Coisas de Adolescentes
de Waldir Capucci
PARTE I – João Pedro e Carol
Na
escola, com o passar do tempo e motivos meio semelhantes eles se tornaram os
alvos prediletos de comentários e gozações contínuas pelos colegas. Não havia
quem não os conhecesse e lhes fizessem troças. Tinham suas peculiaridades, e
estas é que motivavam as provocações, atitudes típicas de adolescentes quando
alcançam a puberdade, período de modificações profundas no corpo em processo de
preparo para a vida adulta.
João Pedro, na plenitude dos seus quinze anos, era um garoto exemplar em
todos os sentidos. Sem possuir vícios, religioso, estudioso, respeitador e
obediente, sempre fora admirado e merecedor de elogios dos pais e vizinhos,
também dos professores pelo fato de ser excelente aluno e referência pelo
comportamento em classe e notas que obtinha nas provas. Tantas qualidades não
bastavam para neutralizar as gozações.
Querem saber o motivo principal das chalaças? Vou lhes contar.
Era chamado pelo jocoso apelido “boca virgem” em razão dos seus lábios
ainda imaculados, ou seja, nunca haviam provado o sabor de um beijo. As troças
a que era submetido o deixavam, além de enraivecido, com uma necessidade
extrema em dar fim o quanto antes ao infortúnio que a situação lhe causava.

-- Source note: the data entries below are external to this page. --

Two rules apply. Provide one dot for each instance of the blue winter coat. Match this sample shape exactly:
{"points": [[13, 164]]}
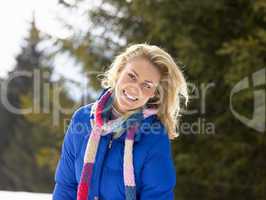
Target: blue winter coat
{"points": [[152, 158]]}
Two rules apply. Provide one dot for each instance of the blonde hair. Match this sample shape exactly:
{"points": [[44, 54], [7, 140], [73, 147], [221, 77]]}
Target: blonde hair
{"points": [[171, 85]]}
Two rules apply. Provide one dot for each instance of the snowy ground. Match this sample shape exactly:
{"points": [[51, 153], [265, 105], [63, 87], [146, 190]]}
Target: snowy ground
{"points": [[7, 195]]}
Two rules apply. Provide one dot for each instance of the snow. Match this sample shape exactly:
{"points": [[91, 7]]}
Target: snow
{"points": [[8, 195]]}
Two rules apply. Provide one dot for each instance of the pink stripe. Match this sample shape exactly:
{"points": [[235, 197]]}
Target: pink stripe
{"points": [[129, 176], [100, 108]]}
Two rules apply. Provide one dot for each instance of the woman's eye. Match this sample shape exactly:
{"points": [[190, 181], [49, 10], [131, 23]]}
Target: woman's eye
{"points": [[132, 76]]}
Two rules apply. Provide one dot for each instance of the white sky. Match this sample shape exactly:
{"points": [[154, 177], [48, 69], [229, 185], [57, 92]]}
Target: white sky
{"points": [[15, 18], [8, 195]]}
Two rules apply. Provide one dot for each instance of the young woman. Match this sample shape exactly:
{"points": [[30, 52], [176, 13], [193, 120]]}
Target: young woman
{"points": [[118, 147]]}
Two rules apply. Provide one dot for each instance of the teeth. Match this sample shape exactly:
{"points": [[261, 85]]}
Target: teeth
{"points": [[130, 97]]}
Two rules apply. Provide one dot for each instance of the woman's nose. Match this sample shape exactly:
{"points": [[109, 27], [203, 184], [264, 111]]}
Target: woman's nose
{"points": [[134, 90]]}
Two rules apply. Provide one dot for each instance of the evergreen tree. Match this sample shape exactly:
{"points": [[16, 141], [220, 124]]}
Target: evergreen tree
{"points": [[220, 43]]}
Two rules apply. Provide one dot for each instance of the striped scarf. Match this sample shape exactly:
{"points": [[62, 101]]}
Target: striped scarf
{"points": [[102, 125]]}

Precisava e queria cessar urgentemente as provocações, mas estava ficando cada
vez mais difícil enxergar qualquer luz no fim do túnel em que trafegavam seus
sentimentos.
As meninas o evitavam para não se tornarem também motivo de pilhérias,
nenhuma delas queira ser conhecida como aquela
que tirou a virgindade dos lábios de João Pedro. Para piorar existia outro
agravante, esse de responsabilidade exclusiva dele. O jovem já se interessara
por garotas, mas o bloqueio pelo excesso de timidez o impedira de se declarar a
quaisquer delas.
Não é que lhe faltassem predicados físicos para “conquistar uma conquista”, muito ao
contrário:, era bonito, bem apessoado, destacava-se
nas competições esportivas e até causava inveja nos colegas, mas a timidez que
o fazia virar o rosto quando alguma garota lhe dirigia o olhar suscitava
comentários até maldosos por parte dos companheiros do universo estudantil.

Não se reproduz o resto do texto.